In the NCR SRA, the RRC requested that operators of 89 wells develop an Operator-Led Response Plan (OLRP). The RRC measure of success is specified as “no more M 3.5 or greater earthquakes after 18 months from implementation” within the NCR SRA. Operators had 90 days to develop, evaluate, and implement the OLRP or the RRC would instead implement its own Seismic Response Action Plan (SRAP), which would have included injection curtailments based on the injection interval depth and proximity of wells to the seismic hotspots in the center of the SRA. The RRC stated that it would continue to review SWD permit applications within the NCR SRA until an OLRP or SRAP was implemented, and if an SRAP was required, no new permits would be approved in the NCR SRA for an unknown period. Operators created an OLRP in March 2022, and in response to a M 5.4 event in November 2022, then further committed to meeting the original deep disposal volume target of 298,000 bpd three months early and meeting a new target of 162,000 bpd by June 30, 2023. As of April 2023, H10 and daily-reported volume in the 25 km NCR SRA averaged 204,000 bpd.

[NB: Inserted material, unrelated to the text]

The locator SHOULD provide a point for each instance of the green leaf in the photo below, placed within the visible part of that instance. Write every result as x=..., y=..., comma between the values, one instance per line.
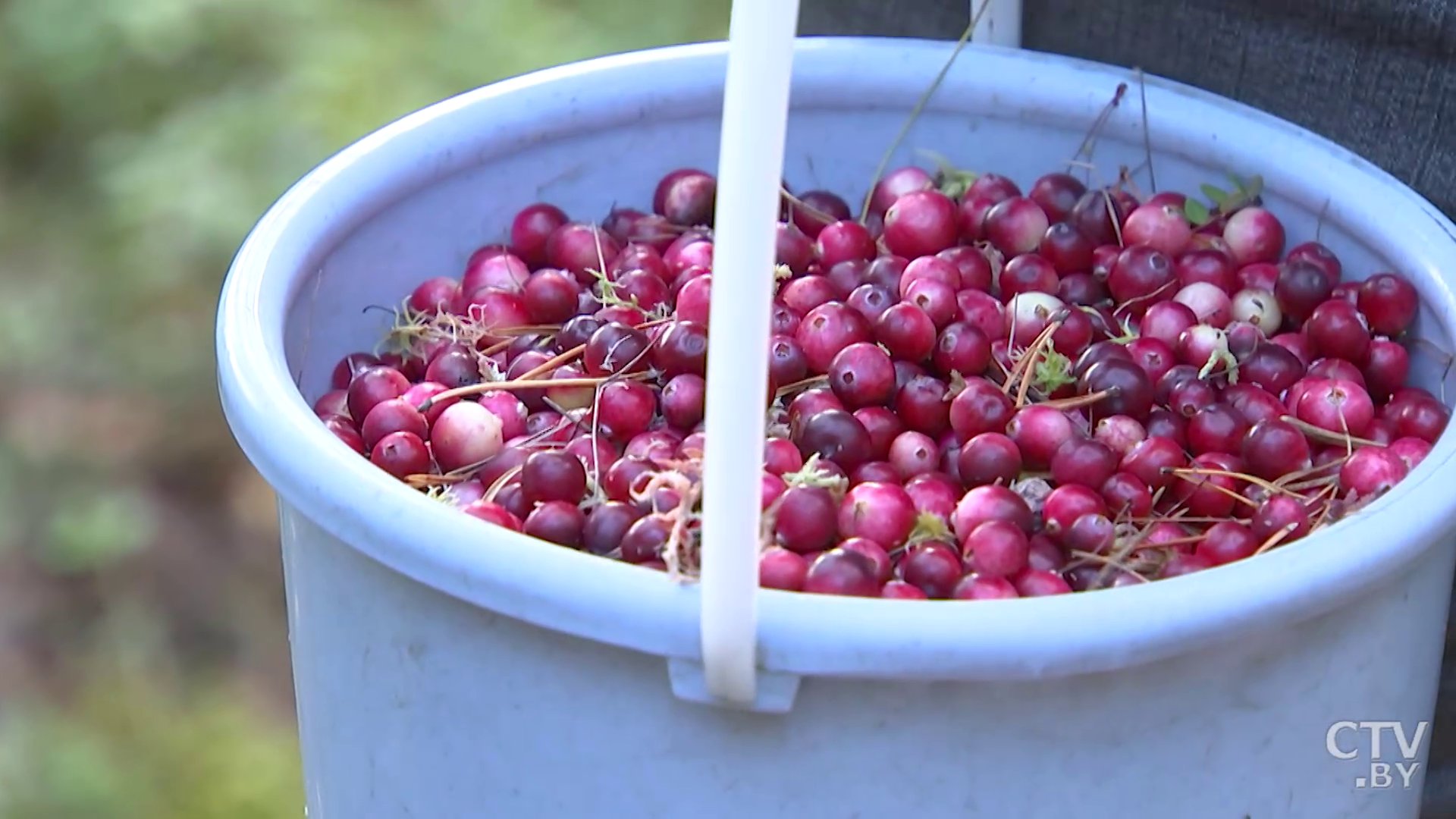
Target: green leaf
x=1215, y=194
x=1197, y=212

Both SRAs seek to address the potential connection between produced water disposal and induced seismicity in the Permian Basin. The goal is to eliminate significant magnitude seismicity within a year or two by curtailing the amount of water going downhole and decreasing the depth of SWD disposal intervals. The efficacy of the current approach is unclear, given the industry and scientific communities’ evolving understanding of Permian-induced seismicity causes. The estimated reduction of permitted capacity in the Gardendale SRA is about 400,000 bpd. The reduction in the NCR SRA is close to 4 million bpd.

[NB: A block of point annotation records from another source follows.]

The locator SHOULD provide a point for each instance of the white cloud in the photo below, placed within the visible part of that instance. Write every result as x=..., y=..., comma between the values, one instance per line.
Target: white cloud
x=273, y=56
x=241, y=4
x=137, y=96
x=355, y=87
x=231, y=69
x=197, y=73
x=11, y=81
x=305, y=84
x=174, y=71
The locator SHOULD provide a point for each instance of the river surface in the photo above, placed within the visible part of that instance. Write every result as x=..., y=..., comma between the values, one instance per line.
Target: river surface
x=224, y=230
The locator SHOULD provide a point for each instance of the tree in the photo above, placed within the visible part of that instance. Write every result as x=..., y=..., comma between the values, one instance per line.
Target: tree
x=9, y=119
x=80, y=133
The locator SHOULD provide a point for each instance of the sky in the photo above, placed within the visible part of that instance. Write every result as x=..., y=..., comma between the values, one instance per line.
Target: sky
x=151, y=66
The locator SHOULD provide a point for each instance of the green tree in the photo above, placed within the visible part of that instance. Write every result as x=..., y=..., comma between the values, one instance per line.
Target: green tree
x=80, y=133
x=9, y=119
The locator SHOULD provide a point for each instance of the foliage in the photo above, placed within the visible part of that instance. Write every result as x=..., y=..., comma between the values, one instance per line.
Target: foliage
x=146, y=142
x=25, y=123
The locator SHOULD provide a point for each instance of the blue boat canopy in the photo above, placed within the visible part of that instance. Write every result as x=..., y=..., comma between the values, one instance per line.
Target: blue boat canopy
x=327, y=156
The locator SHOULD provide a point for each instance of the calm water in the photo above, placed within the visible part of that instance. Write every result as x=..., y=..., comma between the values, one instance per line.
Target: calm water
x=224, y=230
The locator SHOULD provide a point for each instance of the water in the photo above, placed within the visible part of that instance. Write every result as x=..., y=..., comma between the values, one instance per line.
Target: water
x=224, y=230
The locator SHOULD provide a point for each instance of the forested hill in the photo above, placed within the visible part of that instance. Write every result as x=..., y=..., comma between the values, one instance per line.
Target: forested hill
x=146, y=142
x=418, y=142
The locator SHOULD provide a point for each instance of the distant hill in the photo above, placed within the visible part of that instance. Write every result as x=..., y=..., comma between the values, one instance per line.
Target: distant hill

As we discussed in the preceding sections, these reductions in disposal capacity could have severe implications on disposal availability. Volume reductions like these assume that the permitted volumes being reduced were available in the first place, which we know could be far from accurate. Additionally, if the RRC or SWD operators decide that more significant volume reductions are needed to address seismicity thoroughly, capacity constraints will be more severe, and water management costs in these areas will rise. In either scenario, if disposal availability decreases or new disposal permitting is limited, the industry should expect water management costs to increase, especially in core Midland Basin and New Mexico acreage. Disposal capacity in the Permian is difficult to confidently assess whether from the perspective of existing operational capacity or even through the lens of total potential disposal capacity. We must continue to develop our understanding of disposal capacity in the Permian and what limiting disposal could do to the ability of the oil and gas industry to produce energy. This understanding will be a key part in infrastructure development strategies, regional capital deployment decisions, and water management plans for E&P companies. 

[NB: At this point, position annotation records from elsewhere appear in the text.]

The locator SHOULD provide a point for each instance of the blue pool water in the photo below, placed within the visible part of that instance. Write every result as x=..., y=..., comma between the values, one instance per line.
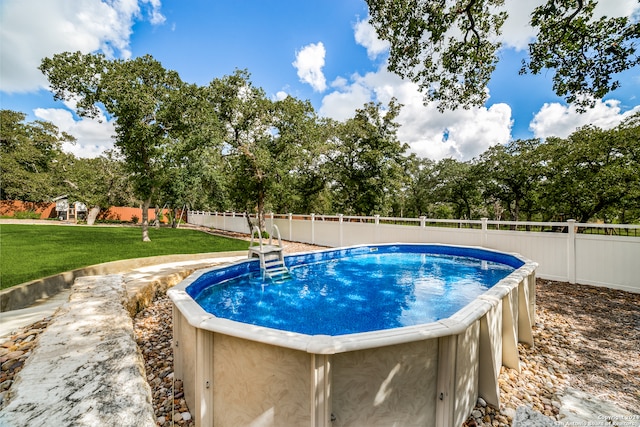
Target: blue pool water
x=369, y=289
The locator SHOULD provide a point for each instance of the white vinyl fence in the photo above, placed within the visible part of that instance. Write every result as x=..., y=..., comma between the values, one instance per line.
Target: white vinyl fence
x=594, y=254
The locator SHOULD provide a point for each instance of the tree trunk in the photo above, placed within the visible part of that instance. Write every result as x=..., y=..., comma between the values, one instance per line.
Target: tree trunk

[1] There are over three thousand active disposal wells across the TX Permian; for each of these wells we used a six-month median value for daily injection rate (bpd), injection pressure (psi), and injection pressure per barrel (psi/bbl). Operational capacity was estimated by dividing maximum authorized injection pressure (psi) and by daily pressure per barrel. If daily injection pressure was zero and injection rate was zero, then the operational capacity is the permitted capacity. If daily injection pressure was zero and injection rate was positive, then the operational capacity is the permitted capacity. If daily injection pressure was positive and injection rate was zero then the operational capacity for that well is null. This calculation for operational capacity is based on reported injection pressure which may have limited accuracy based on the quality of reporting or the type of pressure monitoring. Operational capacity is variable and can change over time.